Professional ratings
Review scores
| Source | Rating |
| Allmusic | Star |

==Track listing==
1. Født til å herske (Pt. 1) (27:37)
2. Født til å herske (Pt. 2) (25:23)

==Reissues==
- Two limited edition gatefold LP versions of the album were released, with 500 copies on black vinyl, and 500 copies on purple vinyl. Both came with a free poster.
- Another reissue, by Mortiis' own label Dark Dungeon Music, featured a similar gatefold sleeve, but with different artwork and a new poster. The first 500 copies were released on gold vinyl, each hand-numbered and signed by Mortiis.
- Released again by DDM in a limited copy of 100 grey vinyl with similar artwork to the gold pressing.
- Projekt Records, an American record label, updated the CD version by including new artwork upon re-release. This was only available in the United States.
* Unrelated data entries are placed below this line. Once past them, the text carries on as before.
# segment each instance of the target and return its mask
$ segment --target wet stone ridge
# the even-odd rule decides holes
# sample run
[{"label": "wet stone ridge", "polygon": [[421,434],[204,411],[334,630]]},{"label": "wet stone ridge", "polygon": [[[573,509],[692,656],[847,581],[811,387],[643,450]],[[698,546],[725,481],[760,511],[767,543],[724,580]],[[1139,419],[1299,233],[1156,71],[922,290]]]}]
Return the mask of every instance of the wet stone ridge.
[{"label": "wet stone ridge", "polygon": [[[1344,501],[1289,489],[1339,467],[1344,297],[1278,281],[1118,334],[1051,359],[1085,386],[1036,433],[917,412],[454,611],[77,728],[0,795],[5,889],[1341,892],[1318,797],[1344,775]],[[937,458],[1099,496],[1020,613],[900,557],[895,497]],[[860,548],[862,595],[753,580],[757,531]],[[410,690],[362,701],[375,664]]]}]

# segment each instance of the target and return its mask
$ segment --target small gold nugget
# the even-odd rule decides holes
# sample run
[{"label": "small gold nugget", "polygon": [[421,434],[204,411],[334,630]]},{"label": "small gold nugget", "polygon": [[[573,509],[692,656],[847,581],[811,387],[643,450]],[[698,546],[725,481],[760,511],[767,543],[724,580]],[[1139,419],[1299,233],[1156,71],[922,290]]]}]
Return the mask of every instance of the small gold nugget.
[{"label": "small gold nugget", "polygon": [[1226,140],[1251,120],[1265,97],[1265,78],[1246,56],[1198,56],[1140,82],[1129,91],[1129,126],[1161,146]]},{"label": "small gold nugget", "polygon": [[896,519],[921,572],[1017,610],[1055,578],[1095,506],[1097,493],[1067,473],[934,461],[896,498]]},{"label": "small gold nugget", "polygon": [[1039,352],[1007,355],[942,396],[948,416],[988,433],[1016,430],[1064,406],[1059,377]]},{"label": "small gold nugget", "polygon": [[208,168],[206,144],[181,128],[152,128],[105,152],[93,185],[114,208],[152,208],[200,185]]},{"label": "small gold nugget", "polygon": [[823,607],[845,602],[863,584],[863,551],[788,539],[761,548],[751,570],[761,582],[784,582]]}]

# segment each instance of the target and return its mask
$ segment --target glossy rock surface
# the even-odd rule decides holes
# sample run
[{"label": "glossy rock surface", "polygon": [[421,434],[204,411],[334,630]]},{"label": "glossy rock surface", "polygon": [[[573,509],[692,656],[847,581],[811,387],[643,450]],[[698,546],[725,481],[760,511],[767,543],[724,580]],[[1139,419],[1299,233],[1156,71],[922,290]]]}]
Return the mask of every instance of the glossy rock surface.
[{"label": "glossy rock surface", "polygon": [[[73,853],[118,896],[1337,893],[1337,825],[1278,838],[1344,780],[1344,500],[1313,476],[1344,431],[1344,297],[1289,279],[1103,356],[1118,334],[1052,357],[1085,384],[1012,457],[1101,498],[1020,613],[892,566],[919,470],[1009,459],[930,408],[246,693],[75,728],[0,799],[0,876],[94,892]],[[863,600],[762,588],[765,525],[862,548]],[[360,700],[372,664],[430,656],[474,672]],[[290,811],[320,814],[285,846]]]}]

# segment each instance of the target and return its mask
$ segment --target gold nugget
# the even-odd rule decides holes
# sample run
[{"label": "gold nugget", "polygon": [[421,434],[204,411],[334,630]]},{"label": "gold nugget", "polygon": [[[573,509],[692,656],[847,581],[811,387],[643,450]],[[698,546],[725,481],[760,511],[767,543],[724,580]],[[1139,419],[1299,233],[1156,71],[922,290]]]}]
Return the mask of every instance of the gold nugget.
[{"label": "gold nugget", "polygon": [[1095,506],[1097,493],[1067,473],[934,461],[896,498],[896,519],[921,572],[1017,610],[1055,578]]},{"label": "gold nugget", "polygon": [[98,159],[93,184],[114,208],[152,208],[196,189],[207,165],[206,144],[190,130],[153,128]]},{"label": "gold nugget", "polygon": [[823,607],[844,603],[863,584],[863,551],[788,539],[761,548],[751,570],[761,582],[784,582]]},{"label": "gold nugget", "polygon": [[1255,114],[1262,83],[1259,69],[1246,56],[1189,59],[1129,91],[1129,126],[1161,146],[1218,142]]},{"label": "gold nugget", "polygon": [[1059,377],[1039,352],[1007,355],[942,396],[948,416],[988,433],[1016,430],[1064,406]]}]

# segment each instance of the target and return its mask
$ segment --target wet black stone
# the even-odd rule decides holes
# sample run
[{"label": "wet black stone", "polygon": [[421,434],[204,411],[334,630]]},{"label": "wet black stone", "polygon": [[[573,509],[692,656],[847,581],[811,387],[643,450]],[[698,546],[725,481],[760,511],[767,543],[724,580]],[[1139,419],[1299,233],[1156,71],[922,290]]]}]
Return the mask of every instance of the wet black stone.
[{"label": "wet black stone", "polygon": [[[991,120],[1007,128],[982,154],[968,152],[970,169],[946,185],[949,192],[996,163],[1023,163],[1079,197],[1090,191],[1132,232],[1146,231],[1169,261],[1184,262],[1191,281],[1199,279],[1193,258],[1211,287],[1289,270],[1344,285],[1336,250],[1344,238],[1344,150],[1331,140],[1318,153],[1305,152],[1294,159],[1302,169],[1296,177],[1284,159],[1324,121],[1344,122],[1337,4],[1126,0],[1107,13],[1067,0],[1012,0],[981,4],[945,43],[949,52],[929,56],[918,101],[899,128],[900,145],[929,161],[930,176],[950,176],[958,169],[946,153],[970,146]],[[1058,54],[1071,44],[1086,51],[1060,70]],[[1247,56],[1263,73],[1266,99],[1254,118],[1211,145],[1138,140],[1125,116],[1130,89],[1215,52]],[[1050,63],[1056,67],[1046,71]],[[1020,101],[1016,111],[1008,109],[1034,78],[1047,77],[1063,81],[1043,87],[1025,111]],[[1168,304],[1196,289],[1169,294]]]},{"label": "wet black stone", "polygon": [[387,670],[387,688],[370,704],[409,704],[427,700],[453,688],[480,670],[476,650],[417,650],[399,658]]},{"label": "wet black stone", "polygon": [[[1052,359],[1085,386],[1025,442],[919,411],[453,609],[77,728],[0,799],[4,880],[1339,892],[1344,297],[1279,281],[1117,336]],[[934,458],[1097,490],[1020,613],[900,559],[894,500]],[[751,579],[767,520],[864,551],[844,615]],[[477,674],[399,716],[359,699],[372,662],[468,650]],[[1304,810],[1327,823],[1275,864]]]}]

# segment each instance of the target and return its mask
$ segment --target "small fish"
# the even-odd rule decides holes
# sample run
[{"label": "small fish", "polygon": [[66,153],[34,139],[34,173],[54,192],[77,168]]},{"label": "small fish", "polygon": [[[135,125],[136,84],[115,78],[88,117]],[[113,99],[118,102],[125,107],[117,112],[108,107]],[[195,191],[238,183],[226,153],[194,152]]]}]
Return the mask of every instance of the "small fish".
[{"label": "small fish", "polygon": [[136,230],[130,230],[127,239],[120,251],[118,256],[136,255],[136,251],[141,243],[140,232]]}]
- Earache Records reissued the CD, but kept the original artwork, choosing to release this internationally.
- Earache Records reissued the CD again as part of a 3-CD set, along with Crypt of the Wizard and The Stargate. Remastered by Mortiis and repackaged in a deluxe embossed slipcase, it included liner notes by Tommy Udo and featured the original artwork.